Dalam sambutannya, Vice President Environmental Division PTFI, Gesang Setiyadi menegaskan bahwa pelestarian lingkungan tidak bisa dilakukan sendirian. Seluruh rangkaian kegiatan peringatan ini menunjukkan bahwa perlindungan alam membutuhkan sinergi kuat antara pemerintah, pelaku usaha, dan masyarakat luas.

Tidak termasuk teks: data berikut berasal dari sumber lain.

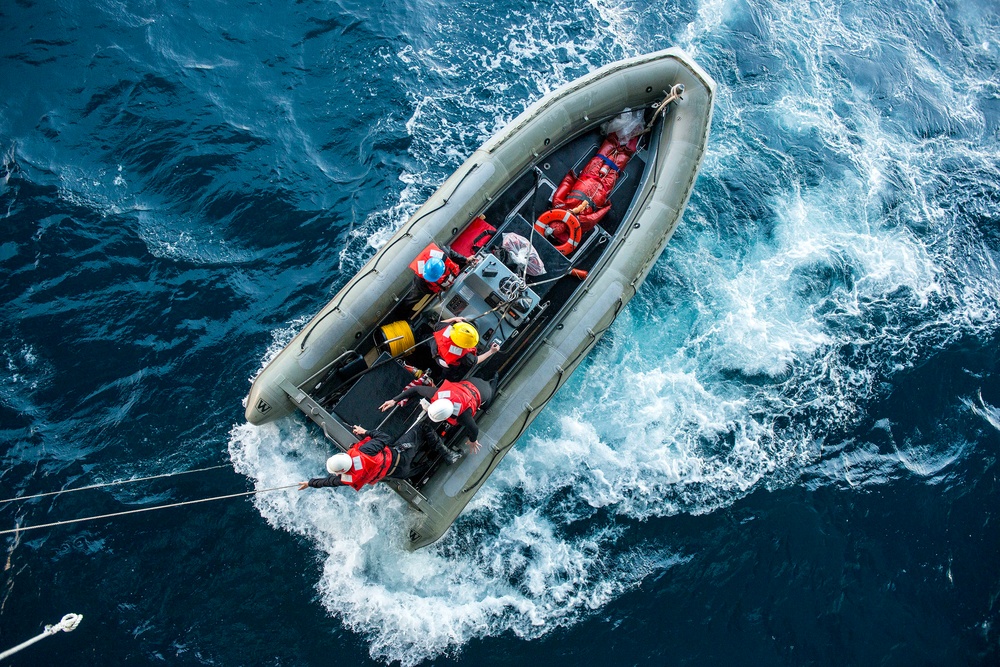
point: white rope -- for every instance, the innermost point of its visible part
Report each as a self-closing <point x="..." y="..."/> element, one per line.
<point x="67" y="624"/>
<point x="124" y="481"/>
<point x="143" y="509"/>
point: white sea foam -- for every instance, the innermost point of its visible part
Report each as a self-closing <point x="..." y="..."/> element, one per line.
<point x="725" y="373"/>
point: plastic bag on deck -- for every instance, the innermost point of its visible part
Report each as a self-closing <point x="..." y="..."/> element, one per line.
<point x="625" y="125"/>
<point x="521" y="252"/>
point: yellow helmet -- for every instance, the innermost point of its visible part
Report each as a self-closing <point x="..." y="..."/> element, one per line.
<point x="464" y="335"/>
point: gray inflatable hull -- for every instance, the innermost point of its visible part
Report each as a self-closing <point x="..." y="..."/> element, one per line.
<point x="677" y="149"/>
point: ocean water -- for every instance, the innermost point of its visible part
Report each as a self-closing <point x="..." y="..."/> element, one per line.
<point x="784" y="452"/>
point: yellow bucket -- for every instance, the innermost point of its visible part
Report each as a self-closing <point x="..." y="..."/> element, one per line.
<point x="398" y="336"/>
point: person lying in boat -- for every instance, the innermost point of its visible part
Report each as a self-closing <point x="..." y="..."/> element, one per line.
<point x="373" y="458"/>
<point x="453" y="402"/>
<point x="434" y="270"/>
<point x="586" y="195"/>
<point x="453" y="347"/>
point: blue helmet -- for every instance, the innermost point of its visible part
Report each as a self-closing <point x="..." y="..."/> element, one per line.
<point x="433" y="269"/>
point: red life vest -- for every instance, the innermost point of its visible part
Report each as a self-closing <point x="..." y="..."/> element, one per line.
<point x="366" y="469"/>
<point x="449" y="354"/>
<point x="450" y="268"/>
<point x="463" y="396"/>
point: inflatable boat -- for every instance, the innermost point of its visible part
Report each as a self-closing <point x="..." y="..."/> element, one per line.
<point x="541" y="300"/>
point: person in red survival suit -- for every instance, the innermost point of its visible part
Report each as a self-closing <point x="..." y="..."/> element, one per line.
<point x="586" y="195"/>
<point x="374" y="458"/>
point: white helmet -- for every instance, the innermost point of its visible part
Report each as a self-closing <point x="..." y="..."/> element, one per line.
<point x="338" y="464"/>
<point x="440" y="410"/>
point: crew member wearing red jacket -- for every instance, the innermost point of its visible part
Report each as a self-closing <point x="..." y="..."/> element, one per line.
<point x="373" y="458"/>
<point x="453" y="347"/>
<point x="434" y="270"/>
<point x="453" y="402"/>
<point x="586" y="195"/>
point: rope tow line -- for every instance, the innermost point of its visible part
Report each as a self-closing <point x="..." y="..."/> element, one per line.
<point x="124" y="481"/>
<point x="145" y="509"/>
<point x="67" y="624"/>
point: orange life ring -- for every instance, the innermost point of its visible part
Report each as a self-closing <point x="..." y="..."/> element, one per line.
<point x="572" y="223"/>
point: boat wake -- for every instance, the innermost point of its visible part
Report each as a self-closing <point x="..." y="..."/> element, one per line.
<point x="789" y="301"/>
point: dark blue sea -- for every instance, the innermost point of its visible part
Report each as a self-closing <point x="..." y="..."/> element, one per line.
<point x="784" y="452"/>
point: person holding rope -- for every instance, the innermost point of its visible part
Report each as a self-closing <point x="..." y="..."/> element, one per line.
<point x="373" y="458"/>
<point x="453" y="402"/>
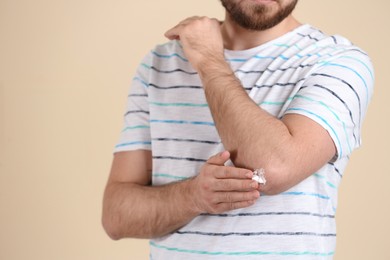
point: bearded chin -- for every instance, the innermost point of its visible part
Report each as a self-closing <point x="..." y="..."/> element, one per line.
<point x="260" y="17"/>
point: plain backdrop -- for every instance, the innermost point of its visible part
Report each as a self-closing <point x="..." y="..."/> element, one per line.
<point x="65" y="69"/>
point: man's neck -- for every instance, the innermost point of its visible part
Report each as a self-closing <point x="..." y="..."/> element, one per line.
<point x="237" y="38"/>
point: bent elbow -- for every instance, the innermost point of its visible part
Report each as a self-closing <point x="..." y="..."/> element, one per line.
<point x="110" y="228"/>
<point x="278" y="179"/>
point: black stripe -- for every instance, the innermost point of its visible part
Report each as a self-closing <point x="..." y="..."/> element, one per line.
<point x="346" y="83"/>
<point x="138" y="95"/>
<point x="185" y="140"/>
<point x="336" y="169"/>
<point x="175" y="87"/>
<point x="279" y="84"/>
<point x="136" y="111"/>
<point x="268" y="214"/>
<point x="309" y="36"/>
<point x="274" y="70"/>
<point x="256" y="234"/>
<point x="172" y="71"/>
<point x="178" y="158"/>
<point x="341" y="100"/>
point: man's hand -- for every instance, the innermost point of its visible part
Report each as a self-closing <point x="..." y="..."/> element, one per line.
<point x="220" y="188"/>
<point x="201" y="39"/>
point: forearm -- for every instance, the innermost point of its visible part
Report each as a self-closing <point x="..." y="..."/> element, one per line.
<point x="133" y="210"/>
<point x="255" y="138"/>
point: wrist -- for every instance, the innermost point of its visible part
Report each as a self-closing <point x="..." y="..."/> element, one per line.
<point x="190" y="197"/>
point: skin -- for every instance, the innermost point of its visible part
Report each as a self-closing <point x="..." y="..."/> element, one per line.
<point x="290" y="149"/>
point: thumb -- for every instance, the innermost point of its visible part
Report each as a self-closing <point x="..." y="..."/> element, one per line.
<point x="219" y="159"/>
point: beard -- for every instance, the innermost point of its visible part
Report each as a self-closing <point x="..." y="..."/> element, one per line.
<point x="258" y="17"/>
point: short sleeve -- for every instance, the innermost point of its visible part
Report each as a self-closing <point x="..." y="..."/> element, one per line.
<point x="136" y="127"/>
<point x="336" y="96"/>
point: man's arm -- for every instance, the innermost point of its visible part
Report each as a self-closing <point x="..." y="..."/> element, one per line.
<point x="289" y="149"/>
<point x="133" y="208"/>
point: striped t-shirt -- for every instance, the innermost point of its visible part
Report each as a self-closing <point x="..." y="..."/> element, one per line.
<point x="325" y="78"/>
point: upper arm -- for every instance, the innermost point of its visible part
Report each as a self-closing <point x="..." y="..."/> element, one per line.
<point x="132" y="167"/>
<point x="315" y="145"/>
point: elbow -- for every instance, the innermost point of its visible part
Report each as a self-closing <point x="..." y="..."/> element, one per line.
<point x="276" y="180"/>
<point x="110" y="228"/>
<point x="278" y="172"/>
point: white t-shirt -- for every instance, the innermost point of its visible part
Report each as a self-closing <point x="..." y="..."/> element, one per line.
<point x="325" y="78"/>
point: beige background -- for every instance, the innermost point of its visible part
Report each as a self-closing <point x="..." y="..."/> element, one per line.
<point x="65" y="68"/>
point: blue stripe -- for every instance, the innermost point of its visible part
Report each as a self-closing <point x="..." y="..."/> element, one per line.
<point x="135" y="127"/>
<point x="241" y="253"/>
<point x="145" y="84"/>
<point x="133" y="143"/>
<point x="249" y="234"/>
<point x="256" y="214"/>
<point x="354" y="71"/>
<point x="334" y="114"/>
<point x="181" y="122"/>
<point x="323" y="120"/>
<point x="361" y="62"/>
<point x="350" y="86"/>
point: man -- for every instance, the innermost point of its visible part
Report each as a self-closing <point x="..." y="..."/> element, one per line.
<point x="221" y="99"/>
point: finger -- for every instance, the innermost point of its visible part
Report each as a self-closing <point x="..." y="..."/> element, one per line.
<point x="228" y="172"/>
<point x="219" y="159"/>
<point x="174" y="32"/>
<point x="235" y="185"/>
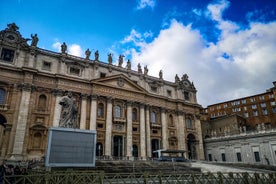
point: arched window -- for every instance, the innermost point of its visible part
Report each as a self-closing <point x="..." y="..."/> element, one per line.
<point x="42" y="102"/>
<point x="2" y="96"/>
<point x="153" y="117"/>
<point x="171" y="120"/>
<point x="117" y="111"/>
<point x="189" y="123"/>
<point x="134" y="114"/>
<point x="100" y="111"/>
<point x="37" y="140"/>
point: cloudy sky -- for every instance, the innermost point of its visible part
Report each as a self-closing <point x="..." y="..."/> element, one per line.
<point x="227" y="48"/>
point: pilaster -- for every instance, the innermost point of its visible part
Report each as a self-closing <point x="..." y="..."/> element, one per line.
<point x="58" y="94"/>
<point x="19" y="139"/>
<point x="83" y="111"/>
<point x="142" y="131"/>
<point x="164" y="129"/>
<point x="129" y="129"/>
<point x="93" y="112"/>
<point x="148" y="141"/>
<point x="108" y="132"/>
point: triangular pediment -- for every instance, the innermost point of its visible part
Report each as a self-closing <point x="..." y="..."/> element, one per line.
<point x="119" y="81"/>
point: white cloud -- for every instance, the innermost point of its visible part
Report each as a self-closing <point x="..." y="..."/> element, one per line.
<point x="241" y="63"/>
<point x="145" y="3"/>
<point x="73" y="49"/>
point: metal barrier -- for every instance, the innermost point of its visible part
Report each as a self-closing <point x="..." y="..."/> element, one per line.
<point x="86" y="177"/>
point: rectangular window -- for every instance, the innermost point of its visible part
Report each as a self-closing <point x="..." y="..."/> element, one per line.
<point x="239" y="156"/>
<point x="46" y="65"/>
<point x="153" y="89"/>
<point x="223" y="157"/>
<point x="74" y="71"/>
<point x="186" y="95"/>
<point x="257" y="156"/>
<point x="255" y="113"/>
<point x="263" y="104"/>
<point x="99" y="125"/>
<point x="7" y="55"/>
<point x="261" y="97"/>
<point x="169" y="93"/>
<point x="274" y="109"/>
<point x="210" y="157"/>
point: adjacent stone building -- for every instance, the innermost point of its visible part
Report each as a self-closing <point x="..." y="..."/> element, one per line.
<point x="132" y="112"/>
<point x="242" y="130"/>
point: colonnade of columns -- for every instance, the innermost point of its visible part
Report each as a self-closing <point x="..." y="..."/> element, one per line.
<point x="145" y="125"/>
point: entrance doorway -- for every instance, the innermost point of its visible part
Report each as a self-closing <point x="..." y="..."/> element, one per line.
<point x="135" y="151"/>
<point x="191" y="145"/>
<point x="155" y="145"/>
<point x="118" y="146"/>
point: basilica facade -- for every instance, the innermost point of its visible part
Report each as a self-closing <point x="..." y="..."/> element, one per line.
<point x="132" y="112"/>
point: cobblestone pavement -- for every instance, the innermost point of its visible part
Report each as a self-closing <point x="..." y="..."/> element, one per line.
<point x="207" y="167"/>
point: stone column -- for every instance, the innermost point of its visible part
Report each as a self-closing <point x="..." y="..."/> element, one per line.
<point x="181" y="136"/>
<point x="164" y="129"/>
<point x="19" y="139"/>
<point x="129" y="129"/>
<point x="148" y="132"/>
<point x="200" y="150"/>
<point x="108" y="131"/>
<point x="83" y="111"/>
<point x="142" y="132"/>
<point x="58" y="94"/>
<point x="93" y="113"/>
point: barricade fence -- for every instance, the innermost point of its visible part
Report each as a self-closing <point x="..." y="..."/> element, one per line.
<point x="88" y="177"/>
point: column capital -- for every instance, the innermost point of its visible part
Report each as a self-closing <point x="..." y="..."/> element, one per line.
<point x="109" y="98"/>
<point x="57" y="92"/>
<point x="129" y="103"/>
<point x="179" y="113"/>
<point x="84" y="96"/>
<point x="26" y="87"/>
<point x="94" y="97"/>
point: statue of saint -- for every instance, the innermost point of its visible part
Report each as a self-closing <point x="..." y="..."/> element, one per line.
<point x="63" y="48"/>
<point x="176" y="78"/>
<point x="128" y="64"/>
<point x="160" y="74"/>
<point x="97" y="55"/>
<point x="34" y="40"/>
<point x="87" y="54"/>
<point x="110" y="58"/>
<point x="69" y="112"/>
<point x="121" y="60"/>
<point x="146" y="70"/>
<point x="139" y="68"/>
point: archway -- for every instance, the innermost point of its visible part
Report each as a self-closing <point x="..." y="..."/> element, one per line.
<point x="135" y="150"/>
<point x="191" y="145"/>
<point x="118" y="146"/>
<point x="99" y="149"/>
<point x="155" y="145"/>
<point x="3" y="120"/>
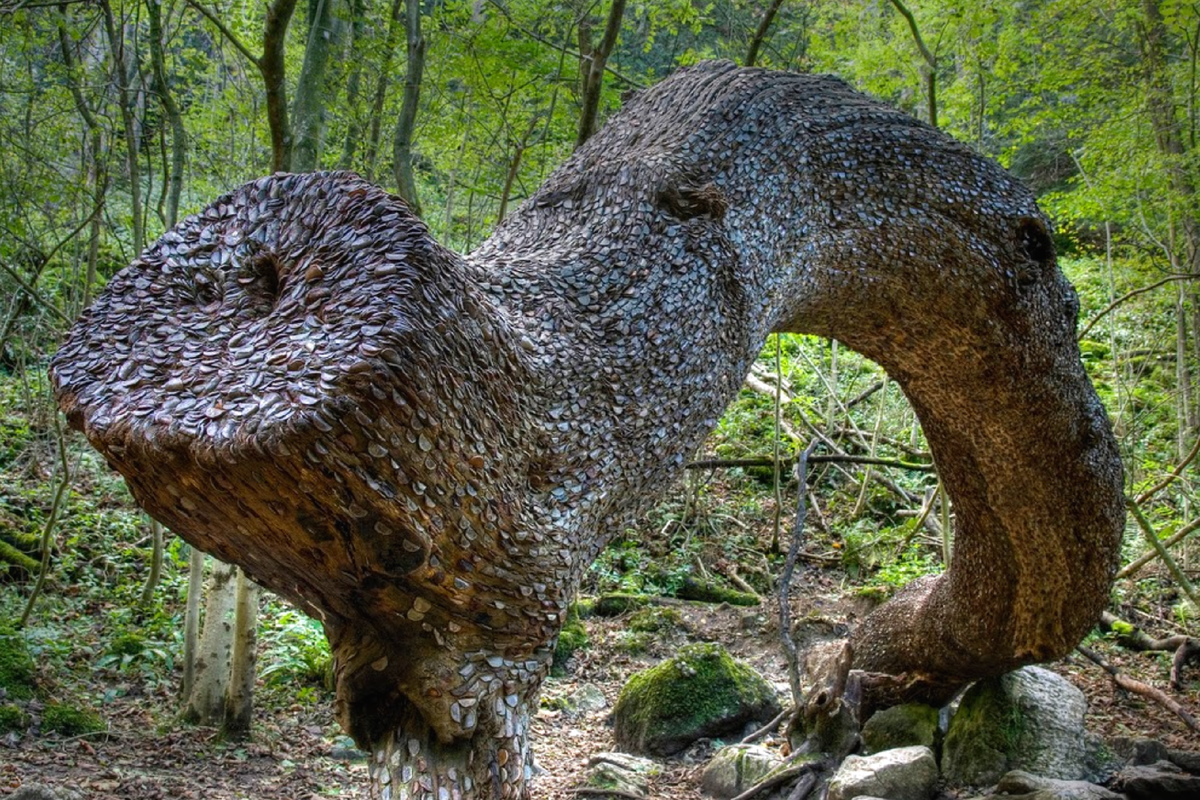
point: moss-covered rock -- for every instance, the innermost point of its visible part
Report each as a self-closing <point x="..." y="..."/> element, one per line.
<point x="573" y="637"/>
<point x="1030" y="720"/>
<point x="900" y="726"/>
<point x="654" y="619"/>
<point x="702" y="692"/>
<point x="12" y="719"/>
<point x="70" y="720"/>
<point x="711" y="593"/>
<point x="16" y="665"/>
<point x="618" y="603"/>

Hal ini sejalan dengan tema internasional “Be The Solution Not The Pollution”, yang mengajak setiap orang berperan aktif menjadi solusi, bukan sumber pencemaran.
“Setiap orang punya peran penting menciptakan lingkungan bersih dan berkelanjutan. Kita tidak harus memulai dari hal besar, cukup mulai dari langkah sederhana seperti membuang sampah pada tempatnya,” ujar Gesang.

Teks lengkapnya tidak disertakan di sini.